Hope and Homes for Children

A home truth

A professor, a writer and a father of three, Dr. Bogin has long known the importance of family. He’s also seen the harm of orphanages first-hand. 

 “My youngest was in an institution in China,” says Dr. Bogin. “I’m fully aware of how brutal it all is.” 

After bringing his daughter back to family, Dr. Bogin saw how her time in the orphanage impacted her. “It wasn’t just physical growth, it was development. She wasn’t walking when we got her. She was about three, four months behind.” Quickly, he understood why. Stress. 

Stress and child development

Years of research into child development has shown Dr. Bogin the harmful impacts of stress. First observed in his studies in Guatemalan Maya communities, Dr. Bogin has rigorously documented how stress drastically impacts children’s development. 

“Children who suffer chronic toxic stress have both physical and emotional and cognitive impairments,” explains Dr. Bogin. “Stress hormones are antagonistic to growth hormones, the relationship’s very clear.”

Orphanages reflect the same conditions. Exposed to violence, abuse and neglect, children grow up experiencing profound stress and lack of safety. As a result, for every three months spent in an orphanage, children lost one month’s growth. 

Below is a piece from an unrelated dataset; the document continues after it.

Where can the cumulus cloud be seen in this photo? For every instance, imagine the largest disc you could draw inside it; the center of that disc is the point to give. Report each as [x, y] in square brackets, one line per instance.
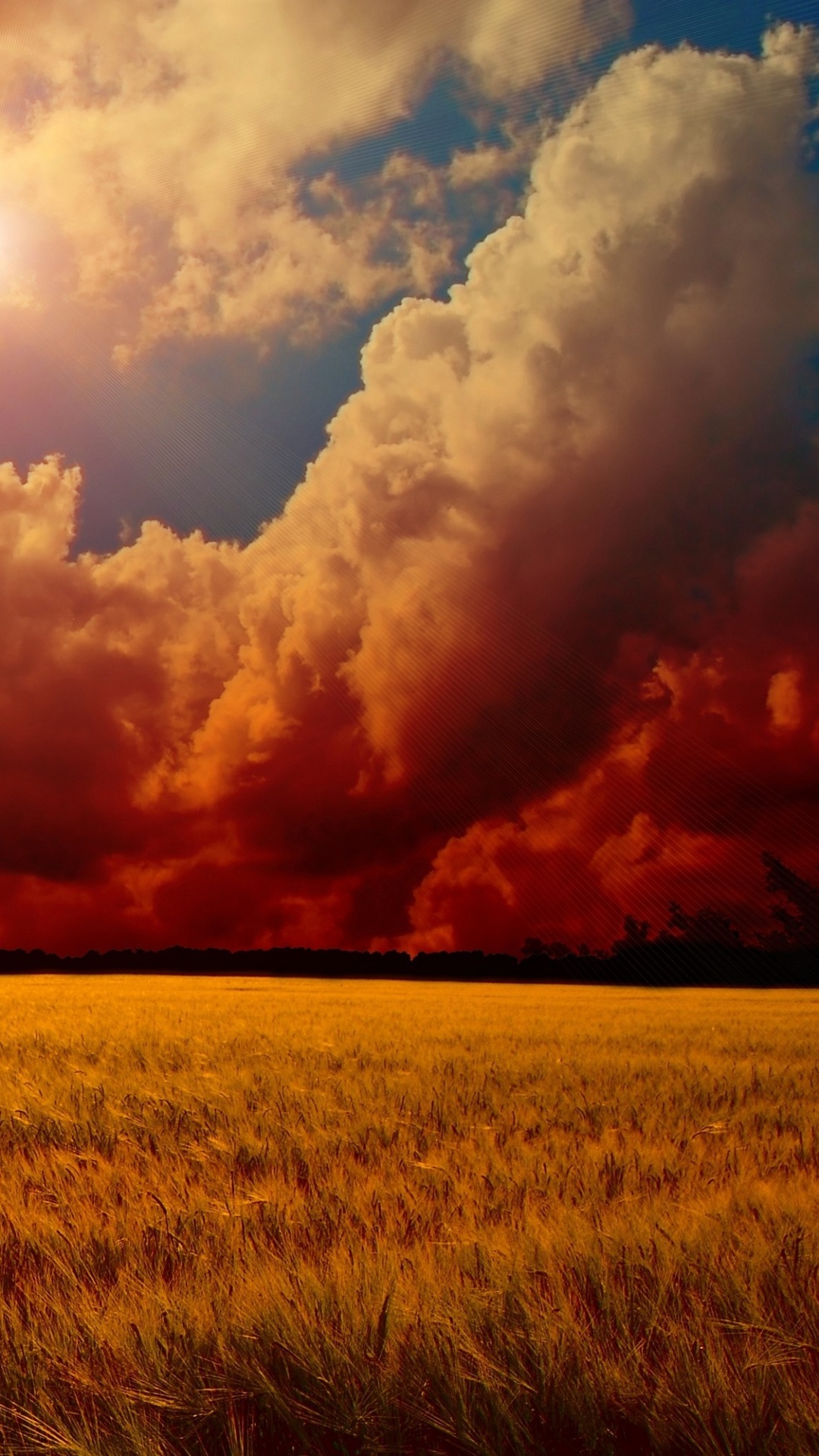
[155, 158]
[547, 580]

A photo of an orphanage with locked doors, similar to that worked in by Kseniia, an orphanage employee that describes similar conditions inside an orphanage to that described by Barry Bogin.
Kseniia*, a former orphanage worker, has exposed the abusive conditions inside a baby home in Ukraine. Read her full exclusive testimony.
Yevhenii Zavhorodnii / Hope and Homes for Children

“Children in orphanages are stunted,” explains Dr. Bogin. “As soon as they get out of the orphanage, one of the first things that social workers know is that you’ve got to find new clothes, because they grow.” 

“Probably the best examples of this are a British study of British adoptees from the Romanian orphanages during the Ceausescu regime, when so many kids were tied in their cots, totally neglected,” he says. “The earlier those kids were adopted into families, the better they do, but all of them show residual effects as adults. These orphans were not just a bit neglected. They were severely deprived.” 

Where love is present

For Dr. Bogin, the harm of orphanages stems back to a key flaw in their design. They house and feed children, but that’s it. Orphanages can’t offer family love. But that’s the thing children need more than anything. 

“There’s a very famous study done by a British nutritionist, Professor Elsie Widdowson, who went to orphanages in Germany after World War II,” explains Dr. Barry Bogin. “They had lots of kids in orphanages and they experimented: they gave some kids an extra biscuit, an extra orange, and they gave other kids just the normal fare.” 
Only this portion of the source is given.